Recent approaches have proposed bipartite graphs as an structural way of analysing interfaces from a protein-DNA-centric viewpoint. With this perspective in mind, we have developed a set of tools for the dissection and comparison of protein-DNA interfaces. Taking a protein-DNA complex file in PDB format as input, the software generates a 2D matrix that represents a bipartite graph of residue contacts obtained after applying a simple distance threshold that captures all non-covalent interactions. The generated 2D matrices allow a fast and simple visual inspection of the interface and have been successfully produced for the current non-redundant set of protein-DNA complexes in the 3D-footprint database.

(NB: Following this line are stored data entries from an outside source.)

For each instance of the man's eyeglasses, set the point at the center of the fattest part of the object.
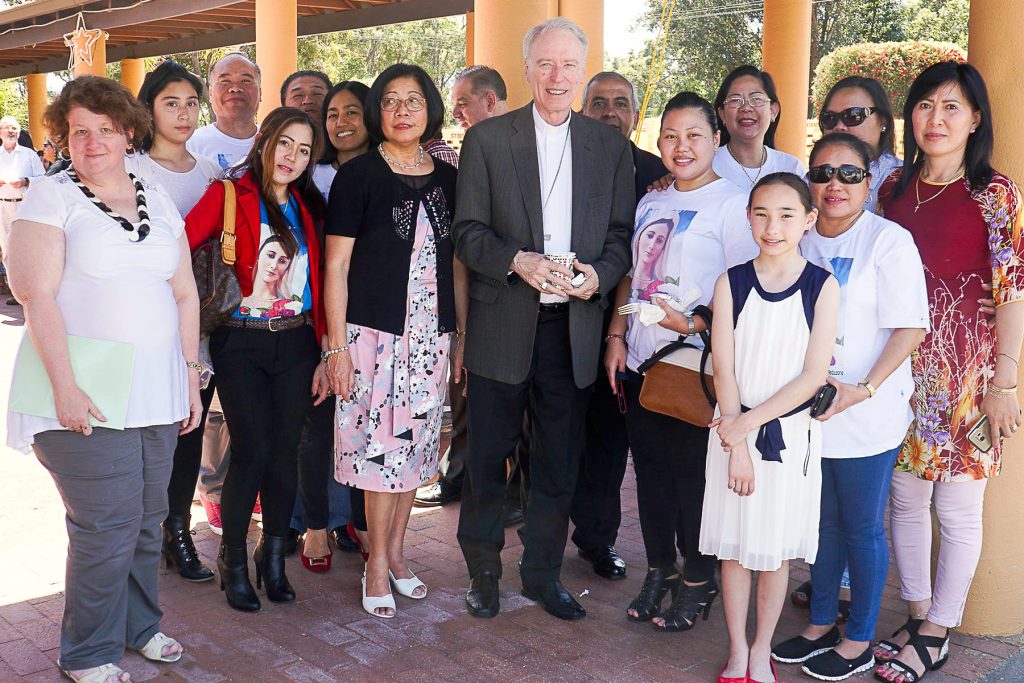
(413, 103)
(757, 101)
(848, 174)
(850, 118)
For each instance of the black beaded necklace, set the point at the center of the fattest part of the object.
(134, 233)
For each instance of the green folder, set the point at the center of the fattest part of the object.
(102, 370)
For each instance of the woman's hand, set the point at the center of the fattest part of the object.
(341, 374)
(847, 395)
(614, 360)
(322, 386)
(1004, 415)
(74, 409)
(740, 471)
(732, 430)
(195, 404)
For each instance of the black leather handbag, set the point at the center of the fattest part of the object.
(213, 266)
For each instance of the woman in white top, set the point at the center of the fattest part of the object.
(883, 317)
(344, 129)
(100, 254)
(704, 222)
(172, 94)
(749, 108)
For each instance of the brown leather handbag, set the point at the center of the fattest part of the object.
(678, 378)
(213, 266)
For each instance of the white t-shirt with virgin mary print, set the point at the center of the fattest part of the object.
(683, 240)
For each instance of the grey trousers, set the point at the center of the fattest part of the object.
(114, 487)
(216, 453)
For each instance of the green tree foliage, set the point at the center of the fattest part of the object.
(893, 65)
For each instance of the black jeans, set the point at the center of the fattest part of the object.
(187, 456)
(557, 409)
(264, 380)
(669, 458)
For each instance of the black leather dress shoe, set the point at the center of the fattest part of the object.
(481, 598)
(343, 541)
(556, 600)
(607, 562)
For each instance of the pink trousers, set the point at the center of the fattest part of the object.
(958, 507)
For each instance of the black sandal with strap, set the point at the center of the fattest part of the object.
(656, 584)
(910, 627)
(920, 644)
(692, 600)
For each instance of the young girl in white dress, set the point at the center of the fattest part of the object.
(772, 336)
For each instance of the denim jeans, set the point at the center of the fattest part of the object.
(854, 492)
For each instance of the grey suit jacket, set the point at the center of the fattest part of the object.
(498, 212)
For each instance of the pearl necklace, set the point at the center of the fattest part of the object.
(419, 161)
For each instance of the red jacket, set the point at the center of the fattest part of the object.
(206, 220)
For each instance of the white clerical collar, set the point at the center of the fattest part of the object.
(545, 128)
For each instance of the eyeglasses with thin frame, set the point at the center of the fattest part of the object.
(413, 103)
(757, 101)
(848, 174)
(850, 117)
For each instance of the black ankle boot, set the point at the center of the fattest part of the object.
(269, 559)
(179, 551)
(232, 563)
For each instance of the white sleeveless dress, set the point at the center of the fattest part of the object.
(778, 521)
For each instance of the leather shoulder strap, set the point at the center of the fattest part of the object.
(227, 254)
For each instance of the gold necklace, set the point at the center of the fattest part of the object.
(764, 159)
(916, 187)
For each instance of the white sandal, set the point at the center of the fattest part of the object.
(154, 650)
(372, 603)
(100, 674)
(408, 587)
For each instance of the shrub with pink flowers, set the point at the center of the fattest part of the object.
(893, 65)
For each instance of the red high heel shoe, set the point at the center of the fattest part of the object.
(317, 564)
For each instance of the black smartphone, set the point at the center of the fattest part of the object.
(621, 391)
(822, 399)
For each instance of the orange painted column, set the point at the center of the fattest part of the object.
(37, 103)
(276, 38)
(132, 74)
(98, 66)
(589, 15)
(786, 55)
(995, 604)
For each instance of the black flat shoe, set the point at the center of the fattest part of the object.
(691, 601)
(657, 583)
(607, 562)
(800, 649)
(343, 541)
(556, 600)
(179, 551)
(830, 666)
(481, 598)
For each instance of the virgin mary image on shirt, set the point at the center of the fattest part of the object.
(273, 287)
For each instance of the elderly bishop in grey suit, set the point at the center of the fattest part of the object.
(538, 181)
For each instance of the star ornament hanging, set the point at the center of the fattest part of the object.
(82, 42)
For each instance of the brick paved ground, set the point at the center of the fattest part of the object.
(326, 636)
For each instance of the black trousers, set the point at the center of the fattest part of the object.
(557, 409)
(669, 458)
(596, 503)
(264, 380)
(316, 464)
(187, 456)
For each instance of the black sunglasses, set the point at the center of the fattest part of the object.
(850, 118)
(848, 174)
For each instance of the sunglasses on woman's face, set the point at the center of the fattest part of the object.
(848, 174)
(850, 118)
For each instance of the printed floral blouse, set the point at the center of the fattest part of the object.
(965, 239)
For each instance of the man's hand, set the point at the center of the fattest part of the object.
(540, 273)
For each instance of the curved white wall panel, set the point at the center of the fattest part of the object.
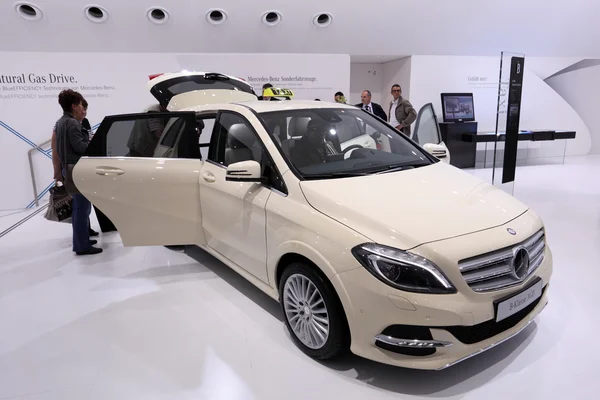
(544, 108)
(581, 90)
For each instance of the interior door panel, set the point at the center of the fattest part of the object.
(151, 200)
(234, 213)
(234, 219)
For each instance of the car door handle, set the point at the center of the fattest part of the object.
(108, 171)
(208, 177)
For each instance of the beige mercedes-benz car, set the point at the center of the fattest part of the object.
(368, 241)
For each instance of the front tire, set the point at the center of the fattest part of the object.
(313, 313)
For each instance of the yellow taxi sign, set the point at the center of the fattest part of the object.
(278, 92)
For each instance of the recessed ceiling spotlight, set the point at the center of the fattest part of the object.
(271, 18)
(29, 11)
(95, 13)
(216, 16)
(322, 20)
(158, 15)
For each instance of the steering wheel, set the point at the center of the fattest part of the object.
(350, 148)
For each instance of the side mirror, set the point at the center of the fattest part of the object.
(437, 150)
(244, 171)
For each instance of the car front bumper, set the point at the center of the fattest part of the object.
(455, 322)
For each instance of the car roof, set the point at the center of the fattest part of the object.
(284, 105)
(261, 106)
(171, 75)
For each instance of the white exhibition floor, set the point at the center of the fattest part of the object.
(151, 323)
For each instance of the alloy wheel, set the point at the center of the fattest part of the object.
(306, 311)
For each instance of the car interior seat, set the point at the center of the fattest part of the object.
(242, 145)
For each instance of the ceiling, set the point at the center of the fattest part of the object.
(370, 31)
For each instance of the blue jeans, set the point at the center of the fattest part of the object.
(80, 222)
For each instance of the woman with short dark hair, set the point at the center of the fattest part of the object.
(71, 144)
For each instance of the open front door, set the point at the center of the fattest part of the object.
(142, 172)
(427, 133)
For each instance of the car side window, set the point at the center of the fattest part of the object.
(236, 141)
(205, 126)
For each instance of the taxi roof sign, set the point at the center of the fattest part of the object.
(278, 92)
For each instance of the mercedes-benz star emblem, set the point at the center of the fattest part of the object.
(520, 263)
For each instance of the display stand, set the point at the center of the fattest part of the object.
(507, 120)
(462, 147)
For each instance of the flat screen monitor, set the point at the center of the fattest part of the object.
(458, 107)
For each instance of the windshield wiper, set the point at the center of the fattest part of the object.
(339, 174)
(400, 167)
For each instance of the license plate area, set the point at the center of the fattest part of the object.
(514, 303)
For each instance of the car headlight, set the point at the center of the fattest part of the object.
(403, 270)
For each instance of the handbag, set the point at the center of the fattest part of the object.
(60, 207)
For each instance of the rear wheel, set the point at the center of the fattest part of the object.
(313, 313)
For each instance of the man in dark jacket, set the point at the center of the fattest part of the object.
(371, 107)
(402, 113)
(71, 144)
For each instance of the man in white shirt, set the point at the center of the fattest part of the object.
(371, 107)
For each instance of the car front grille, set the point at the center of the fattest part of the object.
(506, 267)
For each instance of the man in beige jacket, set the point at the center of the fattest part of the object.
(401, 112)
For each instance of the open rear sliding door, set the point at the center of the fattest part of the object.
(142, 172)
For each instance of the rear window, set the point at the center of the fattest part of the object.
(164, 91)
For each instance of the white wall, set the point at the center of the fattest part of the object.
(581, 89)
(365, 77)
(542, 107)
(115, 83)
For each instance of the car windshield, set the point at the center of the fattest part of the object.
(327, 143)
(164, 91)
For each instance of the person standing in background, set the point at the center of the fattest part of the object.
(402, 113)
(87, 131)
(71, 144)
(371, 107)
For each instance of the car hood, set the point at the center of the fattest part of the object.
(405, 209)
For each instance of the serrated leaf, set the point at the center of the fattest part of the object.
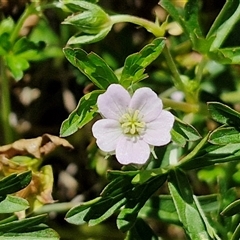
(94, 67)
(13, 204)
(224, 114)
(135, 64)
(226, 135)
(188, 213)
(82, 115)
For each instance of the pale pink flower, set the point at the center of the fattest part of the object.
(131, 126)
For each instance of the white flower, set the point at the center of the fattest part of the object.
(131, 126)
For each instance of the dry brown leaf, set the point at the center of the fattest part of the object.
(37, 147)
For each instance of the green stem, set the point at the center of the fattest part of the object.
(29, 10)
(182, 106)
(200, 68)
(172, 66)
(5, 104)
(224, 30)
(152, 27)
(55, 207)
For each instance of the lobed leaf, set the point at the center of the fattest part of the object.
(135, 200)
(94, 67)
(135, 64)
(99, 209)
(82, 115)
(186, 208)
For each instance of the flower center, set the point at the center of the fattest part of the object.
(132, 123)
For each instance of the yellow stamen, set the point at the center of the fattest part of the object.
(132, 123)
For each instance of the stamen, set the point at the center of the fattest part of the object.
(132, 123)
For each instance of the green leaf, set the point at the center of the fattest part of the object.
(188, 213)
(14, 183)
(236, 234)
(22, 225)
(188, 19)
(24, 45)
(83, 114)
(224, 114)
(13, 204)
(226, 135)
(223, 31)
(213, 154)
(99, 209)
(40, 232)
(183, 132)
(87, 39)
(89, 18)
(226, 12)
(141, 231)
(135, 64)
(136, 199)
(17, 65)
(226, 55)
(162, 208)
(92, 66)
(232, 209)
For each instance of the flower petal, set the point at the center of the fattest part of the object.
(107, 132)
(129, 151)
(114, 102)
(158, 131)
(147, 102)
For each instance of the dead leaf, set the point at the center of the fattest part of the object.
(37, 147)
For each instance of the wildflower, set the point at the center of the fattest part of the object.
(131, 126)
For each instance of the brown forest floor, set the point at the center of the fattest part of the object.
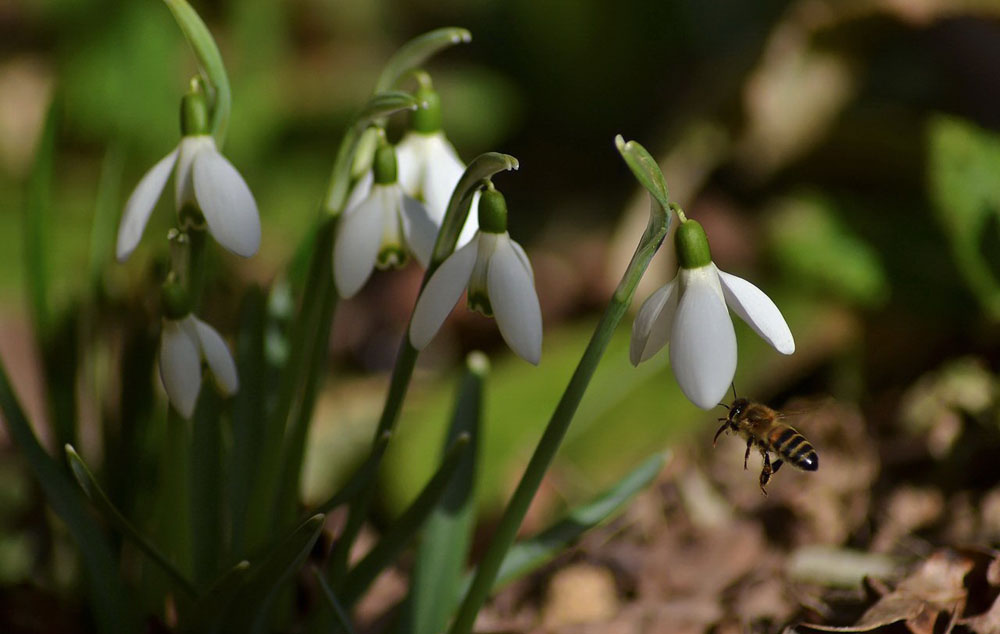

As a second utility to compare 2 interfaces, the 101DNA software includes an aligment tool where a dynamic programming matrix is created with the Local Affine Gap algorithm and traced back as a finite state automata. The scores between pairs of interface amino acid residues are calculated as a function of the observed contacts with DNA nitrogen bases. This tool produces local interface alignments which are independent of the underlying protein sequence, but that faithfully represent the binding architecture. Preliminary tests show that these local alignments successfully identify binding interfaces that share striking similarity despite belonging to different protein superfamilies, and these observations support this graph-theory approach.